Dies was criticized on many fronts. Such examples included assertions that he was leading a witch hunt, that he was either a supporter of communism or fascism himself, and that he was either to strict or too lenient when it came to his approach to combating subversive elements in American society. In January 1939, Dies sent out a press release accusing the Department of Justice of investigating him and his witnesses, an accusation the FBI strongly denied in their memoranda, which reached Deputy Director E.A. Tamm and Hoover. They did acknowledge that they had questioned several of the Dies Committee witnesses. Yet this was because the Criminal Division of the DoJ was looking into any possible criminal matters that might have come up during the committee hearings. Dies’ worries were unfounded.

However, others did from time to time request to the FBI to investigate Dies. On August 13 1938, Hoover received a letter from a worried citizen about Dies. The letter writer asked Hoover to look into Dies’ bank details to find out if he made “any large deposit between August 3 and August 12.” They claimed this might have been a bribe to keep poet and noted Nazi sympathizer George Sylvester Viereck out of prison. Dies told reporters he had subpoenaed him because he was going to visit Hitler and was a known Nazi sympathizer. Viereck cancelled his trip after claiming he was going to visit “leading personages.” Viereck never testified and left later in 1938. This same person later wrote a strongly worded letter to Attorney General Murphy, claiming he was going to kill Dies with a kitchen knife and accused Hoover of “misfeasance” for not acting on his request to have Dies’ bank records seized.

While this concerned citizen claimed Dies was getting bribes from Viereck, in 1939 a fellow Member of Congress, Jacob Thorkelson from Montana accused Dies of spying on “us” through the FBI. Furthermore, he pointed the finger at Dies and said that Dies tried to smear known fascist General George Van Horn Moseley. So while, on the one hand, Dies was accused of taking bribes from fascists, on the other, it was said he harbored anti-fascist sentiments. Moreover, another letter writer claimed that Dies was not the one attempting to cover something up but that it was the FBI itself that did not want to investigate Communists. In a September 22, 1939 letter, they write, “For example, I read a report where twelve men were assigned to this investigation to uncover Nazi and Fascist activities, and as soon as the Committee swung around to investigating the Communists, where some glaring disclosures were made the support of the F.B.I was withdrawn from this Committee…

These documents show the confusion about the meaning of the words “Un-American” and “subversive”, and how these words can be used by different people in varying ways. The Dies Committee had, as far as Dies was concerned, a clear mission statement, but it is clear that for people witnessing the committee proceedings this was not always the case.

This article was written using the following microfilm archives:

– FBI File on the House Committee on Un-American Activities (HUAC), 1938-1975.
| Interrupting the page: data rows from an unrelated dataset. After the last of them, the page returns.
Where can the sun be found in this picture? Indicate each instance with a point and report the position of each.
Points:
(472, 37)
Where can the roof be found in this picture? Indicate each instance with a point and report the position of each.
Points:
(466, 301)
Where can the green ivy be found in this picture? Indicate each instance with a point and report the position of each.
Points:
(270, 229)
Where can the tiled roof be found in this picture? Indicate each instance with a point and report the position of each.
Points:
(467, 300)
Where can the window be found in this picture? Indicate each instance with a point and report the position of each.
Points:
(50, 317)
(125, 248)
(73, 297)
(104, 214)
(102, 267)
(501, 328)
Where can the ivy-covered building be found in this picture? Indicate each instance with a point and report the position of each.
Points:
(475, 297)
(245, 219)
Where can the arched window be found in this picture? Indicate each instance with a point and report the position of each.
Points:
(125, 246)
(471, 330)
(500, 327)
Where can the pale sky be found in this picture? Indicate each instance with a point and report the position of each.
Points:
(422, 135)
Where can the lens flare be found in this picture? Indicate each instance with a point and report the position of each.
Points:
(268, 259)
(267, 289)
– U.S. Congressional Record (1899-1980) 1939 Session 76-1.

And the following book:

– August Raymond Ogden. The Dies Committee. A Study of the House Committee for the Investigation of Un-American Activities 1938-1943. (Washington D.C.: Murray and Heister, 1943), 46.

And the following academic journal article:

– D.A. Saunders, “The Dies Committee: First Phase,” The Public Opinion Quarterly, 3, no. 2 (Apr 1939): 225.